Der Film
Tim Burtons Exkurs ins Genre des Gothic-Horror-Films, Sleepy Hollow, ist schon während seiner Aufführung in den deutschen Kinos auf positive Resonanz gestoßen. Als Vorlage diente eine 1820 erschienene Kurzgeschichte des Amerikaners Washington Irving „Die Sage von der schläfrigen Schlucht“, die erfreulicherweise im Heyne-Film-Taschenbuch enthalten ist. Die primär historisch interessante Story empfindet man heutzutage allerdings nur noch als sanftes und laues Lüftchen des Unheimlichen; echte Schaueratmosphäre oder gar Horror sind für den modernen Leser nicht mehr nachvollziehbar. Der Autor des Drehbuches, Andrew Kevin Walker, hat jedoch aus der klassischen Kurzgeschichte gekonnt eine atmosphärisch dichte gotische Schauerstory versehen mit viel Nebel und modernen Action-Elementen gemacht.
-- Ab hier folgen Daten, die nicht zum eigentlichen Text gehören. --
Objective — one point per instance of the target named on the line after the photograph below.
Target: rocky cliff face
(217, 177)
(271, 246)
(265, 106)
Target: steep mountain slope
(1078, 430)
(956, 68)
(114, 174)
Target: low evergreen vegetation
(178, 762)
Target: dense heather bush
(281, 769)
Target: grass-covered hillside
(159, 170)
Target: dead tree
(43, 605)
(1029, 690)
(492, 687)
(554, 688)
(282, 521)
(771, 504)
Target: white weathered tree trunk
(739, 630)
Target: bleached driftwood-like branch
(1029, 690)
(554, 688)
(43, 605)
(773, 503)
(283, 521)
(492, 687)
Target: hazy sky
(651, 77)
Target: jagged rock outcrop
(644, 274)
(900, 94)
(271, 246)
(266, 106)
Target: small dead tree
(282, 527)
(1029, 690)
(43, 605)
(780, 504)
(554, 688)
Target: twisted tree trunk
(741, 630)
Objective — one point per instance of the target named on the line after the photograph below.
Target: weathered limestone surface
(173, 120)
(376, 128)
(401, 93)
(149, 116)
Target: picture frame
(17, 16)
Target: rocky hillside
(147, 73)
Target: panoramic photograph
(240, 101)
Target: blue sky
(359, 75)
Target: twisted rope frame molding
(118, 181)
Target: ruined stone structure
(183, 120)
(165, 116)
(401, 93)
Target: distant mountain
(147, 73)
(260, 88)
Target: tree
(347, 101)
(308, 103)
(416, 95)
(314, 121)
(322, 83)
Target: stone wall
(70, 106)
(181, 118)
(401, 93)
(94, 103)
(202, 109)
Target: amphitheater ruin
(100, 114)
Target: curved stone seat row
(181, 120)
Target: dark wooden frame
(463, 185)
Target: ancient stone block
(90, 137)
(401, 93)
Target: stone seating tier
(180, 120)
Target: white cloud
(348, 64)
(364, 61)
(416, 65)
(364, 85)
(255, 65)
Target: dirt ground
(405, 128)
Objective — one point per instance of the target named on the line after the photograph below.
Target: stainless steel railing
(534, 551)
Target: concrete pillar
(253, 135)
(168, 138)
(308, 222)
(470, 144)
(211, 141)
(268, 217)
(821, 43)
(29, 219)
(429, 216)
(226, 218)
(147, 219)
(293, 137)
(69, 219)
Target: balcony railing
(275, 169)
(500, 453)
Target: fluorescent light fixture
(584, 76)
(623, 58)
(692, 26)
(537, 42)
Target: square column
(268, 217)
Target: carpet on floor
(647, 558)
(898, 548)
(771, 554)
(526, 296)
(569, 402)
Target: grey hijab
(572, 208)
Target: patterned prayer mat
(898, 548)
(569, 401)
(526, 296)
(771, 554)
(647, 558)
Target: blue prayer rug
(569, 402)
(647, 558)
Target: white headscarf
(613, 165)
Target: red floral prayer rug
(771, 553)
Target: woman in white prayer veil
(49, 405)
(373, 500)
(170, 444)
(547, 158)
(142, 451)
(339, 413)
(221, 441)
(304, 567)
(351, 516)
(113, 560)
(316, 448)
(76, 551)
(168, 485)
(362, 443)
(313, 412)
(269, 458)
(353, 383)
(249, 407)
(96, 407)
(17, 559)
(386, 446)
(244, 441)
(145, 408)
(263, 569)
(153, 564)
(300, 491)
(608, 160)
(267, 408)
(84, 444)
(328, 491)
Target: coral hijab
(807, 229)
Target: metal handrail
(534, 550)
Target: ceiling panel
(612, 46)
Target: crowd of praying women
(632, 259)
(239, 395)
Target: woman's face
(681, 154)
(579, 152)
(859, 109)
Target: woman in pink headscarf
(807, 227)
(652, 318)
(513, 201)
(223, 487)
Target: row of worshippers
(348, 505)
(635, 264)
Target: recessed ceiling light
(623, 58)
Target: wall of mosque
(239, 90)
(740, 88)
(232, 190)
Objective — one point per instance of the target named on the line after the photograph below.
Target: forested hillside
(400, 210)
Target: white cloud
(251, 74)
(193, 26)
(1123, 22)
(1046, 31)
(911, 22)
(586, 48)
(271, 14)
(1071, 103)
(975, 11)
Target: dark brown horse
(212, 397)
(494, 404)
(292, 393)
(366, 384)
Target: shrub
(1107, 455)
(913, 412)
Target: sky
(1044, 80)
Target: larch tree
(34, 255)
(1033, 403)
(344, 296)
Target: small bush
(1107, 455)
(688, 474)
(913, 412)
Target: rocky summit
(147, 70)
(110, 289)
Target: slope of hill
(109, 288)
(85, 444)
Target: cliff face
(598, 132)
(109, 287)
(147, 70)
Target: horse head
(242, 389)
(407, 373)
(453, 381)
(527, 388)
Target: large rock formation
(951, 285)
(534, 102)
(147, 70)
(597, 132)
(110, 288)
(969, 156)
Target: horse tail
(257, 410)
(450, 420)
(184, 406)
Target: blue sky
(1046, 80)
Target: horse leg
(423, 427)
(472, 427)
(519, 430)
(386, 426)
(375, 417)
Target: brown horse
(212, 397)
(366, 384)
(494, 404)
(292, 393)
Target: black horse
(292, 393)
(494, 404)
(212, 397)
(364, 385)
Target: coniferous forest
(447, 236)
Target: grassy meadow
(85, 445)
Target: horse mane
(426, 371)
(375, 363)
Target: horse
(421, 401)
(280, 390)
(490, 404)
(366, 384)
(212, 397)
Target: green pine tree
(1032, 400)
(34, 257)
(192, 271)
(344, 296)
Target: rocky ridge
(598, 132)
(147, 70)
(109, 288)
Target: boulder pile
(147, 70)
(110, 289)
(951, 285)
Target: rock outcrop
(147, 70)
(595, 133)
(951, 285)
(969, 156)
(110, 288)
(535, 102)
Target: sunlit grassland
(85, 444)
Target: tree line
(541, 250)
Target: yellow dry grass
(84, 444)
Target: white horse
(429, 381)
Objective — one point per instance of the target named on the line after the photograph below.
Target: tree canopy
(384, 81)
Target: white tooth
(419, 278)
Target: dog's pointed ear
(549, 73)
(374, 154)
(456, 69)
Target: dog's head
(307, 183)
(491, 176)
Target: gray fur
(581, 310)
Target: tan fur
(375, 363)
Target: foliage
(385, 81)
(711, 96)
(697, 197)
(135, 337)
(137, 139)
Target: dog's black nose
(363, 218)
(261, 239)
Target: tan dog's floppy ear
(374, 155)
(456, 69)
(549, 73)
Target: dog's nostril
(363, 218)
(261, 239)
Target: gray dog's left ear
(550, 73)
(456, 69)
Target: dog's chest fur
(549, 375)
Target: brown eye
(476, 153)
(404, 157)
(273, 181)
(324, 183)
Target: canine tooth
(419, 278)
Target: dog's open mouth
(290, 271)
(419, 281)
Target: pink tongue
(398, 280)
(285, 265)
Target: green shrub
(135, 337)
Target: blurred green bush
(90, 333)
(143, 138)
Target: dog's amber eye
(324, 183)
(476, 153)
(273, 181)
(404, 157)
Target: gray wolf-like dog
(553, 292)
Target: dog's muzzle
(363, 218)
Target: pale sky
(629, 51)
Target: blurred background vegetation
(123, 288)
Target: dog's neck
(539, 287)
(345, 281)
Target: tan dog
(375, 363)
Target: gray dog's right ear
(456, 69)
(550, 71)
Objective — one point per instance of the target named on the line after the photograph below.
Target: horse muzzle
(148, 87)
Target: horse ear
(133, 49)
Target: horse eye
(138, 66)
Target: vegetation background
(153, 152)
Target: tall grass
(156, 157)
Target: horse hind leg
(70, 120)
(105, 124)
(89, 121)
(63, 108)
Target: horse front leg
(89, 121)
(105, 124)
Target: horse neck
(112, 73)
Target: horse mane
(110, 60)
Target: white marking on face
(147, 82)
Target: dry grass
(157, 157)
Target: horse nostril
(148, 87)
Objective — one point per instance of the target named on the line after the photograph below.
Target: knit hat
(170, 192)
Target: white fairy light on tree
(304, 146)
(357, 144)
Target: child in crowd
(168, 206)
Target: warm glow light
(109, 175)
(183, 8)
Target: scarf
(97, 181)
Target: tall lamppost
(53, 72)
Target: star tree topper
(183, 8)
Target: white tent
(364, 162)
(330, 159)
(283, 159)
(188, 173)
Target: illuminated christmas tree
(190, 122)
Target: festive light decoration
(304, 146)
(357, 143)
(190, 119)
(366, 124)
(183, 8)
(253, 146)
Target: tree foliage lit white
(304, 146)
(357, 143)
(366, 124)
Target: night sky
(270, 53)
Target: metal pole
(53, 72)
Regisseur Tim Burton hat den plüschigen Film als eine Hommage an die Horror-Filme der fünfziger und sechziger Jahre und zugleich als rasantes Action-Kino gestaltet. Die hervorragende Fotografie von Kameramann Emmanuel Lubezki und auch die sehr gute Filmmusik von Danny Elfman runden die Arbeit eines aufeinander eingespielten Teams exzellent ab. Natürlich ist die Legende vom kopflosen hessischen Reiter nicht logisch, aber dem Film gelingt es weitgehend, dem Zuschauer seine Geschichte als „plausibel“ herüberzubringen – was natürlich nur innerhalb der eigenen Gesetze eines jeden Kinofilms gilt. Danny Elfmans Musik hat großen Anteil an der Wirkung des Gesamtkunstwerkes. Kühnheiten in der Harmonik ruhen auf einer dunkel-romantisch gehaltenen orchestralen Basis, wobei geschickt und vielfältig eingesetzte Chöre und Kirchenorgel der Tonschöpfung zusätzliche Reize verleihen. Ich gehe hier soweit, diesen Film zu einem der seltenen Fälle einer fast vollkommenen „Film-Dreieinigkeit“ (überzeugende Story, entsprechend gelungene Kameraarbeit und sehr gute Filmmusik) zu zählen. Weitere Informationen zu Film, Filmmusik und Buch sind in meinem Artikel vom Februar 2000 enthalten.
Der Film auf DVD
MAWA präsentiert dem Film(-Musik)-Freund Sleepy Hollow als vorzügliche „Platin-Edition“ mit zwei DVDs. Der Film befindet sich auf der ersten DVD in sehr guter Bildqualität: Farben, Kontraste und Details sind sehr differenziert eingefangen. Da wo ganz vereinzelt einmal ein Hauch (nicht mehr) von Griesel sichtbar ist, war dieser auch schon im Kino zu sehen. Ich zweifle nicht daran, dass hier die Technik optimal gearbeitet hat und aus der Film-Vorlage das herausgeholt hat, was herauszuholen war. Fantastisch wirken z.B. die Kutschfahrt nach Sleepy Hollow, die stimmigen Interieurs im Hause der Van Tassels und auch die relativ farbenfreudige erste märchenhafte Traumrückblende (Ichabod mit seiner Mutter). Hier ist wirklich ganze Arbeit geleistet worden, und das Ergebnis dürfte auch kritische Filmfreunde mehr als voll zufrieden stellen.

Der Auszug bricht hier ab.